Sebagai swa-pembelaan, penelitian saya soal Kwee sebenarnya sedikit rapi karena saya membangun database sederhana di Zotero dan Excel agar tidak kehilangan arah. Tapi hal yang saya pelajari dalam praktik adalah: kerapian data memang membantu mengorganisir beberapa ide tetapi tidak menjamin kekuatan argumen historisnya. Draft pertama saya dibantai habis-habisan oleh pembimbing utama dan sekunder saya, karena bagi mereka permasalahan utamanya bukan di sumber dan data itu sendiri tetapi di cara saya membingkai argumen. Argumen saya ragu-ragu, mengambang, dan tidak jernih. Mereka meminta saya mundur satu langkah dan menganjurkan saya berpikir ulang alias bertanya “memang betul ini ya argumennya?” Maka sebagai manusia submisif wg, jadilah semua saran mereka saya serap dan saya gunakan untuk membetulkan draft itu.

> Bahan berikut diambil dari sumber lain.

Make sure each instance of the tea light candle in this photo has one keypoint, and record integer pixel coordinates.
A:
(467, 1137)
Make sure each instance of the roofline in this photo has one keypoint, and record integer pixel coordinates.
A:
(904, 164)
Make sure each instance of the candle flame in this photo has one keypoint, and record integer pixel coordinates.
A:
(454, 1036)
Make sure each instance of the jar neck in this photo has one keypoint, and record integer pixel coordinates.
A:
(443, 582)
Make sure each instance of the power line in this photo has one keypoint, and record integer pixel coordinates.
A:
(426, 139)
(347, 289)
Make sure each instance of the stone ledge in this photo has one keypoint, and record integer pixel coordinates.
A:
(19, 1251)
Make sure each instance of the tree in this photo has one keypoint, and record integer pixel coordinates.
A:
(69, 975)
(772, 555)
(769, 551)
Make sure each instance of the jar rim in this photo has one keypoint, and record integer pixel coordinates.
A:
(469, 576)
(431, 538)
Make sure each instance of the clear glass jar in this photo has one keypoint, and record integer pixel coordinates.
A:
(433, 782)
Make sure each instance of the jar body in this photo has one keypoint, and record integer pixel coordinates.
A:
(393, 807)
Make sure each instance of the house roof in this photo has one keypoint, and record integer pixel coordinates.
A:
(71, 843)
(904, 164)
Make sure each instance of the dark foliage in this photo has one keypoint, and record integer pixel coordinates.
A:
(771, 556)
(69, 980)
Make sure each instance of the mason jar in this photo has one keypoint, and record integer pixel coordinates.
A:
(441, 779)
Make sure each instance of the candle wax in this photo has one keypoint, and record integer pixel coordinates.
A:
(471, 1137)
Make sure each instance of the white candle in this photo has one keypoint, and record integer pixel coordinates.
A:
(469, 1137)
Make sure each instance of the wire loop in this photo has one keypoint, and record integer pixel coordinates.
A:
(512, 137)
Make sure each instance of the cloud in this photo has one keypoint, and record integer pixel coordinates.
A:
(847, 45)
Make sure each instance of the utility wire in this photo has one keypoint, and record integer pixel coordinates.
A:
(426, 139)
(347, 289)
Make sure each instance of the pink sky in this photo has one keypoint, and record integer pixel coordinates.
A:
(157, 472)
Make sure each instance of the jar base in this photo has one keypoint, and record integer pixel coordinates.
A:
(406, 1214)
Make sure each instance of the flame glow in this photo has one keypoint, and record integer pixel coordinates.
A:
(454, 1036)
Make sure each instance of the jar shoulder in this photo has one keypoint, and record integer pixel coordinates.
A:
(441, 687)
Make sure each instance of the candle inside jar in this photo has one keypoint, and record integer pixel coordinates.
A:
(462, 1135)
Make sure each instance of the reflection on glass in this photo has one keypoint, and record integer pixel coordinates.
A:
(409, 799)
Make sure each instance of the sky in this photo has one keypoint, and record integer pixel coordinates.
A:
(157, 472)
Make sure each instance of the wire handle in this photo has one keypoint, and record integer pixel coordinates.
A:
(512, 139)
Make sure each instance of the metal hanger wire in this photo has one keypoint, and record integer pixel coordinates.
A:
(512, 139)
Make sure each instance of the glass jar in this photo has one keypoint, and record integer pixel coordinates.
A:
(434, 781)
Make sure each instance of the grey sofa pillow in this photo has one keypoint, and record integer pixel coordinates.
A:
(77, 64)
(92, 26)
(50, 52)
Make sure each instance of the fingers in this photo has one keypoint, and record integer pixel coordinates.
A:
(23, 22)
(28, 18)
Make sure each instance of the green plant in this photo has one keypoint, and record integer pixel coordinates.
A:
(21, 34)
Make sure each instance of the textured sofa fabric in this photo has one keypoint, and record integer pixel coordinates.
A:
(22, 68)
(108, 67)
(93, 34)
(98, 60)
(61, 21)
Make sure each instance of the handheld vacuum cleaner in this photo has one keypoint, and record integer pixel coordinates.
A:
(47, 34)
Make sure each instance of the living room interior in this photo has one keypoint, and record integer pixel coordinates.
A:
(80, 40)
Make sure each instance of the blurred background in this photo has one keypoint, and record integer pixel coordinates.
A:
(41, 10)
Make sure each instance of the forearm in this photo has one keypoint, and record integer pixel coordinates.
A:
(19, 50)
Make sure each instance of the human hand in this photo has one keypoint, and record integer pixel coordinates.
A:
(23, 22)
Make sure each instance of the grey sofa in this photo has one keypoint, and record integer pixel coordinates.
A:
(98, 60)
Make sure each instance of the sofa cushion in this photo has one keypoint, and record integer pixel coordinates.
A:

Penelitian Kwee, paling tidak per bulan Juli 2020, berakhir dengan gembira (lumayan dapat apresiasi). Dan setelah itu, saya mendapat banyak masukan, kritik, dan pembetulan yang membantu saya berpikir keras tentang proyek disertasi saya yang topiknya terus berubah-ubah selama dua tahun terakhir. Proses berpikir ini termasuk momen penolakan saya terhadap tulisan tahun kedua saya. Saya bahkan berkata ke pembimbing saya, “Coy, daku nggak suka sama tulisan ini. Nggak jelas nulis apaan,” meskipun peserta dan pengampu workshop menulis musim semi 2021 memuji tulisan saya. Kata pembimbing, “Ya, gue bisa lihat lo nggak suka. Nggak papa. Namanya juga latihan. Sekarang lo tahu apa yang nggak mau lo lakukan.” Saya mengangguk. Memang saya beneran sudah tahu?

Kembali ke hari ini

Entahlah ya. Sesungguhnya ada kekhawatiran yang sangat tinggi karena kebiasaan buruk saya yang suka berubah pikiran dan kurang tekun memahami satu hal. Saya bisa menjawab dengan mudah bahwa penelitian saya adalah soal sejarah rawat-merawat, tetapi saya sendiri tidak tahu akan seperti apa bentuk akhirnya. Agak ambisius memang mengingat penelitiannya saja baru akan dimulai. Tetapi proses menulis dan merangkai narasi sejarah sepanjang disertasi tidak bisa menunggu hingga semua sumber terkumpul dan dibaca. Salah satu saran yang sering dilontarkan oleh sejarawan akademik adalah untuk memulai menulis sedini mungkin dan jangan menunggu di akhir tahun riset. Proses timbal-balik dan swa-revisi dalam praktik menulis di tengah membaca, membantu kita menuangkan ide-ide mentah yang sewaktu-waktu dapat dikunjungi dan diinterpretasi ulang.

Hari ini, saya menulis di catatan baca saya: “Tulisan Kartini memang se-emo ini ya?”